それに他の電鉄に乗ることはほとんどありません(笑)
特に阪急族は、ほかの私鉄はガラが悪いと、乗りません(オイオイ)
私の場合、幼児期に、甲子園球場へ行くためにたまに阪神に乗るぐらいでした

阪急族にとっては
買い物は梅田の阪急デパートで
京都散策・紅葉は京都線で
宝塚歌劇・動物園・遊園地は宝塚線で
神戸港・中華街・海水浴へは神戸線で
生活圏が完結してしまうわけです
それが阪急族を阪急文化圏に閉じ込める
小林一三の陰謀でした(笑)

(2021年10月05日 23時56分25秒)

Re[1]:小松左京のSF(10/01)   ばあチャル さん
alex99さんへ

とてもよくわかりました!
教えていただいてすっきりしました。

沿線によって人の雰囲気が変わるというのは、東京圏も土地勘あればおのずと感じることもありますので。

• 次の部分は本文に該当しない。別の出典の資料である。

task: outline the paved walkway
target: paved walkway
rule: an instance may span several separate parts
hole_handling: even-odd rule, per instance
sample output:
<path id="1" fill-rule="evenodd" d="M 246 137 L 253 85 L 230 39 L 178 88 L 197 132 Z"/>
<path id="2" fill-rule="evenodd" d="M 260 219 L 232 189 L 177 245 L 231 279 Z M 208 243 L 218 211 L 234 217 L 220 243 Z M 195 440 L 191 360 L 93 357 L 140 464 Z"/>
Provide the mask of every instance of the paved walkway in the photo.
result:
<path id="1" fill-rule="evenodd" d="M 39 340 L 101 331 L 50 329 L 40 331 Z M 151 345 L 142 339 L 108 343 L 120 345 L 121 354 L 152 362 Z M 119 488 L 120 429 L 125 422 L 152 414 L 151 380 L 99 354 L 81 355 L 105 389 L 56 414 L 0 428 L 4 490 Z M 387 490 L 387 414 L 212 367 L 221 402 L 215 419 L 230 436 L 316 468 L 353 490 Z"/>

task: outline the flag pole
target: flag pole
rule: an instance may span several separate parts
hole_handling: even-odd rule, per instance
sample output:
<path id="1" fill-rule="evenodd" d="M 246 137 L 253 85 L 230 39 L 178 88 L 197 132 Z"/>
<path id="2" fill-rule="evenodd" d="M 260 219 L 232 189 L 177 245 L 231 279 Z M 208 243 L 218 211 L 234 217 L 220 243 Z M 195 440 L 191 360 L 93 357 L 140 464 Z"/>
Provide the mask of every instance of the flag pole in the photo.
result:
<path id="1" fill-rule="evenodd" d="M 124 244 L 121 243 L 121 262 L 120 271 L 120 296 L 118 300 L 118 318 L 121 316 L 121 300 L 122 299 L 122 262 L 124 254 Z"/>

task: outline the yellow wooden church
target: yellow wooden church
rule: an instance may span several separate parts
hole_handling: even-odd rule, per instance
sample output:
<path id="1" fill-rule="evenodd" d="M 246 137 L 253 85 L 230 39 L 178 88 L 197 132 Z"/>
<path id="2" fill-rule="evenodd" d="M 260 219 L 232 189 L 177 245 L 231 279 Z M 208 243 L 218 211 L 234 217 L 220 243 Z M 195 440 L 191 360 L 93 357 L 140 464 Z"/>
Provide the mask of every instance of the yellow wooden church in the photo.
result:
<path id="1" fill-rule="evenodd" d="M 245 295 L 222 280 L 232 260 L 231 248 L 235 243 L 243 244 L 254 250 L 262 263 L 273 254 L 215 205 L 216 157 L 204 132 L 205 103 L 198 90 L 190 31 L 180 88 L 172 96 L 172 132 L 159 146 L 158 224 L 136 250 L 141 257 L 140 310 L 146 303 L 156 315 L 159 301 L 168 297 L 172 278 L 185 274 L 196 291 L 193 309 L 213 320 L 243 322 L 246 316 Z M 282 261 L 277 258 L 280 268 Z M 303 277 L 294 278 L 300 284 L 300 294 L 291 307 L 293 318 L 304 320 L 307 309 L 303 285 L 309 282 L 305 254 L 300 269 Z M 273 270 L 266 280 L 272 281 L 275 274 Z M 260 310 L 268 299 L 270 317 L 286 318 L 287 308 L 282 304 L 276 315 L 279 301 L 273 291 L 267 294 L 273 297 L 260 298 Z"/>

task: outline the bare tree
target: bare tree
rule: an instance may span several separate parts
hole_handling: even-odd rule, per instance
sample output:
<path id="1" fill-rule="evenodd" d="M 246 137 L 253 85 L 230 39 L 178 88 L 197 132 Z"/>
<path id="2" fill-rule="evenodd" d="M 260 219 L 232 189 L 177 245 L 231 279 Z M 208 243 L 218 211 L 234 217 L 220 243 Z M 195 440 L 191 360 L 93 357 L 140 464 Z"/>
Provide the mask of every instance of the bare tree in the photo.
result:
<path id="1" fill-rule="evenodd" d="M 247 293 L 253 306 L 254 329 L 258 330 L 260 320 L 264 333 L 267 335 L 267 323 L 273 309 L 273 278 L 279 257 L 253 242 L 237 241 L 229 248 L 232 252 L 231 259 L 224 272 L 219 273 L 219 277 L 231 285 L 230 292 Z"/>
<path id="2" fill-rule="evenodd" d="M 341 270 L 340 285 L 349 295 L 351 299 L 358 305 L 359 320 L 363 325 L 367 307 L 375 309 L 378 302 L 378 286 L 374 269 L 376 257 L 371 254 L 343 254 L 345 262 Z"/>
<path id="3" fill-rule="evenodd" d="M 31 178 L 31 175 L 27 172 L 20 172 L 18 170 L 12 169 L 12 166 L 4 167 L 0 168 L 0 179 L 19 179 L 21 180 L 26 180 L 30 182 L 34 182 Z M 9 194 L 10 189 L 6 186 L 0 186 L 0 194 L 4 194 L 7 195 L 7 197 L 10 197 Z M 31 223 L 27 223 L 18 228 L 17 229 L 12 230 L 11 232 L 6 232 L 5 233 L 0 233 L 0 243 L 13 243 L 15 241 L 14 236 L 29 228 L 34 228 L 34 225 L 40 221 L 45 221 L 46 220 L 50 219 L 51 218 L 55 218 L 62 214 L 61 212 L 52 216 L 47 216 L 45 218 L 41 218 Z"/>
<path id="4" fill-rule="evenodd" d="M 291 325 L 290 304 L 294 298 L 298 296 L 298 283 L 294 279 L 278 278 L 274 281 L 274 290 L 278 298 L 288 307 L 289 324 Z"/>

そういうことが、例えば生まれ育ったひとの人柄や小説などに醸されるのですよね、それももう幻想となるかもしれませんが…。


阪急デパートと言えば、数寄屋橋に支店(数寄屋橋阪急)がありまして、3~40年前までは何と申しますか、ゆったりした高級店の穴場でした。

その古いビルも今は超モダンな総合商業ビルに建て替わり、まだ行ってはいませんが、どうなっているのでしょうかね。

先日、用事があり2年ぶりで出た銀座はもちろん昔の面影は一切なしでございまして、後は思い出のみ…。